I have a Rockwell-Delta belt & disc sander, made for wood, and wanted to speed it up a bit. So I ordered a new motor pulley, to go from the 2.5" original to 4.75". In the existing arrangement, the motor was mounted under the table just attached to some fixed blocks. I wanted an easier way to accommodate a new pulley and maybe change the pulley in the future if I want. (By my estimates, the original sanding belt speed was about 2400 fpm, and will be about 4500 fpm with the new pulley.)

I looked around and made a plate on which to mount the motor, a couple pivots attached to the plate, brass bushings, and a bracket to position the bushings a few inches down from the bottom of the table:



I was happy that I was able to weld the bracket pieces without distorting them (I used great restraint, and had machined some registration features and surfaces). After painting and installing it, it is working well:



I included a threaded hole for a tensioning bolt, but it seems that the weight of the motor is fine for tension. At first, I used a traditional v-belt but the belt vibrated a ton, so I tried the link belt. It's a huge improvement. I imagine that the links offer a big advantage in damping to suppress the vibration modes in the belt spans between pulleys, but I'm not sure. Either way, I'm happy. Initial testing seems to show the belt will be better for my needs at the increased speed.
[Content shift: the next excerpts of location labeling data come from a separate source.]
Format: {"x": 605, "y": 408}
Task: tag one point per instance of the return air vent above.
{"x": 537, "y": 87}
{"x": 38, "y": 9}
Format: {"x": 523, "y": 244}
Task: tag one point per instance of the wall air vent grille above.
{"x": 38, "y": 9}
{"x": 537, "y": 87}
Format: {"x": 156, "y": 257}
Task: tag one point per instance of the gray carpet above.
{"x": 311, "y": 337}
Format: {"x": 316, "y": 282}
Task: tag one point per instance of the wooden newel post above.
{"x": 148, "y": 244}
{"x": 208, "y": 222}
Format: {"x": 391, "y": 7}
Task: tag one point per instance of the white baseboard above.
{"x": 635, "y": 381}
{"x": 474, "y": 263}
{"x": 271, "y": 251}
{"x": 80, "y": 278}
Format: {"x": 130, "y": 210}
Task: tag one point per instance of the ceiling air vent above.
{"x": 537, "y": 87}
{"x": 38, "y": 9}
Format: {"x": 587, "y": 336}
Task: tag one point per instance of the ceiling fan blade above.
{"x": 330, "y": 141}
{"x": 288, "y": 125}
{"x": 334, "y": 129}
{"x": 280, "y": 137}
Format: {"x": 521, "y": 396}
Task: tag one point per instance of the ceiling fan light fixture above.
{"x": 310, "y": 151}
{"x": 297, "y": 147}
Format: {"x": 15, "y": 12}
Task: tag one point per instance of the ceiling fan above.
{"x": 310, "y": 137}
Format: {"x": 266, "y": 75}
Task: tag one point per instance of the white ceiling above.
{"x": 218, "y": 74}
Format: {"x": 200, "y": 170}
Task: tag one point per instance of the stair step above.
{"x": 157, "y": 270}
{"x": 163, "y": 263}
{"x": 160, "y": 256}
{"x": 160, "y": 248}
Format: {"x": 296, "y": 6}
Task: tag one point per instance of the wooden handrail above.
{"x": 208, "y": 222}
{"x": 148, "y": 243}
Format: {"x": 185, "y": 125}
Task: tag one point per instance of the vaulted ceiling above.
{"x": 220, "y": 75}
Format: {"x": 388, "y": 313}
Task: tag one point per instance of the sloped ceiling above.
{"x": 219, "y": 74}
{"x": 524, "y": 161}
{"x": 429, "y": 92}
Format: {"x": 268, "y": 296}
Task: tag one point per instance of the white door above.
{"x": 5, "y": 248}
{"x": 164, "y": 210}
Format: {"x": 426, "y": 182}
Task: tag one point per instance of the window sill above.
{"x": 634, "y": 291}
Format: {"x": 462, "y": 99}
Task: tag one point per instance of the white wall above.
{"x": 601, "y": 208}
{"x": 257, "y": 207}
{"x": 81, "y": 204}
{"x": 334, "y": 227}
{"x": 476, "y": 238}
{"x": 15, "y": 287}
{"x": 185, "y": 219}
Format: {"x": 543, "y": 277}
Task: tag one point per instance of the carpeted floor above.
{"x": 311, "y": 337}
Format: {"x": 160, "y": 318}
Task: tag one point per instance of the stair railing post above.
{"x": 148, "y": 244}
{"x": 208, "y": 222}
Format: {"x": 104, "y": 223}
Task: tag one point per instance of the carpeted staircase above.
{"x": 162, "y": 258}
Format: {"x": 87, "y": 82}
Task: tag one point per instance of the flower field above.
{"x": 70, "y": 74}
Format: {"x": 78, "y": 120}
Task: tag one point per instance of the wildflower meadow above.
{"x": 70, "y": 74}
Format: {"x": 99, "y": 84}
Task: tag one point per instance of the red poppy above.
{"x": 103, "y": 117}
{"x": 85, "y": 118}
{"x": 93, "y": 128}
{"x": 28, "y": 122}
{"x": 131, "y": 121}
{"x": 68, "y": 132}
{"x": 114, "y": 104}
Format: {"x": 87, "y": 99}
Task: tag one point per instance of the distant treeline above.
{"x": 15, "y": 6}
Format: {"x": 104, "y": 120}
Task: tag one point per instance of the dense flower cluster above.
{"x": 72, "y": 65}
I still need to mess with the disc hub mounting to reduce runout; it's a bit loose on the shaft and secures with a couple set screws 90° apart in the middle of its length. I'm thinking of adding eight set screws, with pairs spaced as far apart axially as I can, with a pair every 90° circumferentially, so I can use them like a spider to dial in the hub on the shaft. One alternative is some shim stock, which may be okay. Or I could bush and rebore the hub for a better fit...


----------



## Doug Gray (Nov 2, 2021)

Nicely done.


----------



## markba633csi (Nov 2, 2021)

Curious to see how long the link belt lasts since the belt sfm is probably quite high
-Mark


----------



## jwmelvin (Nov 2, 2021)

markba633csi said:


> Curious to see how long the link belt lasts since the belt sfm is probably quite high


I don't see the spec listed on the fennerdrives.com site but retailers indicate 5000 sfm max for the A-size link belts. My link belt is running at ~2200 sfm so should be okay if that's the spec.  (My original post mentioned "belt speed" but meant _sanding_ belt speed, which is now ~4500 sfm.) 
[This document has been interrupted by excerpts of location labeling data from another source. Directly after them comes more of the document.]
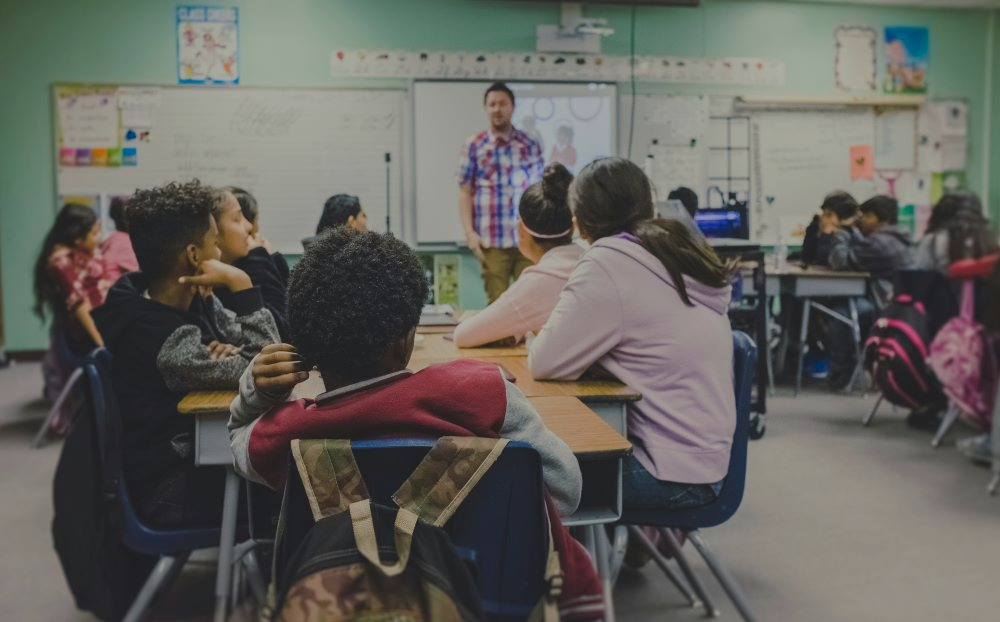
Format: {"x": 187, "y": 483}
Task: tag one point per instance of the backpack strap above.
{"x": 364, "y": 536}
{"x": 446, "y": 476}
{"x": 329, "y": 474}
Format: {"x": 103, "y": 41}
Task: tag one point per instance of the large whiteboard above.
{"x": 798, "y": 157}
{"x": 446, "y": 114}
{"x": 291, "y": 148}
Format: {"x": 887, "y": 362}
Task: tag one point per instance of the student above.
{"x": 70, "y": 281}
{"x": 687, "y": 197}
{"x": 877, "y": 246}
{"x": 838, "y": 210}
{"x": 248, "y": 205}
{"x": 169, "y": 336}
{"x": 340, "y": 210}
{"x": 956, "y": 230}
{"x": 649, "y": 305}
{"x": 237, "y": 248}
{"x": 119, "y": 257}
{"x": 545, "y": 237}
{"x": 354, "y": 303}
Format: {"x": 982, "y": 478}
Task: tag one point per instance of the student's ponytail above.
{"x": 681, "y": 254}
{"x": 611, "y": 196}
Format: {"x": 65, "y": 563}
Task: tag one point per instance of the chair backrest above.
{"x": 500, "y": 528}
{"x": 725, "y": 505}
{"x": 107, "y": 419}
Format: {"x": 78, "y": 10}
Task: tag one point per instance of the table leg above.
{"x": 803, "y": 336}
{"x": 602, "y": 555}
{"x": 230, "y": 511}
{"x": 856, "y": 335}
{"x": 769, "y": 323}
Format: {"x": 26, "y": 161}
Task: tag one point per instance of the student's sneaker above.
{"x": 819, "y": 368}
{"x": 977, "y": 448}
{"x": 927, "y": 418}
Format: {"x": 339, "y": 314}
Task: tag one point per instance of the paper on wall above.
{"x": 89, "y": 120}
{"x": 854, "y": 68}
{"x": 895, "y": 140}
I'm more concerned about the edges of the 12" disc, which will now be at about 10k sfm.


----------



## jwmelvin (Nov 3, 2021)

The belt sander seems pretty good at high speed. There's still more making noise than I'd like, but a full rebuild will have to be a future project. 

I thought also that some people may enjoy seeing some of my machining setups and progress shots; I welcome any feedback:









Also, today I repaired the belt-sander work rest by TIG brazing a plate on the front, which I then fly cut and surface ground (my first time playing with my grinder, a Rockwell Toolmaker):


----------